Весь май я метался между работой и больницей, а мама почти поселилась в отцовской палате, день за днём, с утра до вечера, по капле, по чайной ложке возвращая мужу помрачившийся свет сознания. Мы оба были так полны этим таинством, этой мистерией, что сама жизнь, из которой мы выпали на маленький больничный остров, стала изменяться вокруг нас. Многое в те дни «было взвешено и найдено весьма лёгкими». Моя трезвомыслящяя подруга, не участвуя в нелепой битве со смертью, мало-помалу отдалилась, словно отступила в тень неосвещённых стен больничного коридора — а я и не заметил, вглядываясь в сполохи узнавания и понимания, блуждающие по лицу на продавленной большой головой подушке. Моя работа тоже превратилась из цели в средство временного забытья, передышки в нескончаемой вахте, разменявшей второй месяц. Уж не знаю, как там справлялась мама, не знавшая передышек, не имевшая выходных. Я же находил время ещё и дачу достраивать, забивая последние гвозди, вкручивая лампочки, бесконечно отдавая деньги строителям, водопроводчикам, электрикам… Я наконец придумал, как я назову этот дом, когда он станет пригоден для жизни: ВОТЧИНА, малое отечество, родовое поместье — моё, как сына своего отца, а потом и моего сына. Теперь я знал наверняка, что именно по оси кровного мужского родства передаётся высокая принадлежность к роду-племени, без которой мы оказываемся никчемными скитальцами, оторванными от ветки листками с невнятными и никому не нужными письменами.

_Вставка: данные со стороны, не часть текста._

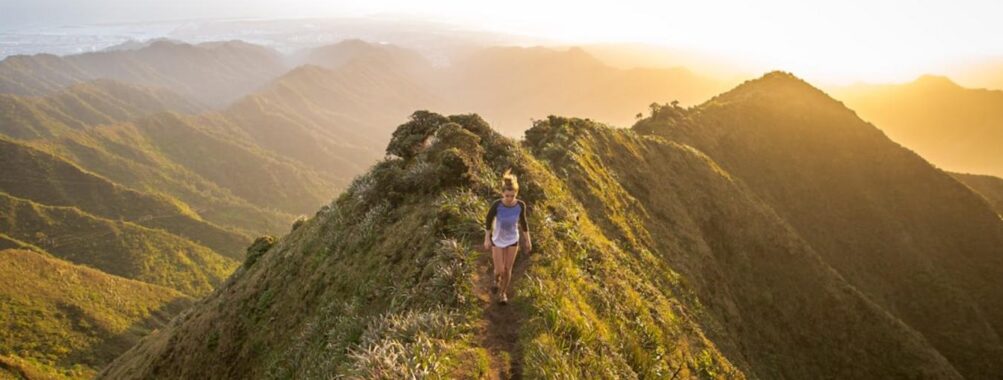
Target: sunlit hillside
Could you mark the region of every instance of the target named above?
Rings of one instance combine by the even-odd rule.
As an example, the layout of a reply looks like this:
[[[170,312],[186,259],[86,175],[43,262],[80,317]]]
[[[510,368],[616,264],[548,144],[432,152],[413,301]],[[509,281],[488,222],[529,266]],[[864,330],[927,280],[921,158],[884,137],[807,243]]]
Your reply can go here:
[[[947,170],[1003,175],[1003,90],[927,75],[833,90],[862,118]]]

В один из вечеров, передав ненасытным работягам очередной конверт и сидя на недостроенном крыльце, я задрал голову к верхушкам своих сосен и елей и вдруг стал молиться так исступлённо и полновесно, как ещё никогда не умел. В тугом сплетении узловатых веток наливался соком месяц май, теплом веяло от земли, покрытой первым зелёным пушком. Где-то в вышине легко ходил весенний ветер, и иногда оттуда падала звонкая шишка, и как живая прыгала в свету дачного фонаря. Наполняясь счастьем, уверенностью в том, что меня слышат и понимают, я без всякого труда подбирал слова, которые казались мне бесподобно-убедительными. И тогда вместе с очередной шишкой сверху, из одушевлённой звёздной темноты, прилетел ответ, в котором не было слов, а лишь согласие и утешение… Я задохнулся от внезапной уверенности, что в эту минуту где-то там, за стенами больницы, произошло необратимое изменение в состоянии отца, что отныне он станет возвращаться к нам шаг за шагом, месяц за месяцем…

Я ещё долго сидел, остывая от усилия веры, слушая весёлый лай одолевших зимовку собак, босое шлёпанье капель, шершавый дальний бег машин по шоссе.

А потом зазвонил мобильный, и я услышал голос матери, но уже знал, что она скажет. Я впитывал, как земля блаженную талую влагу, долгожданные слова о том, что папе — лучше, что врачи сами не верят случившемуся, и вдыхал подмосковную майскую ночь, как самый настоящий воздух райского сада… И, озаряемый изнутри последними зарницами ушедшей грозы, говорил себе, разминая непослушные затёкшие ноги на пороге недостроенного дома: «Ничего! Выпросили отца, — выпросим и отечество!».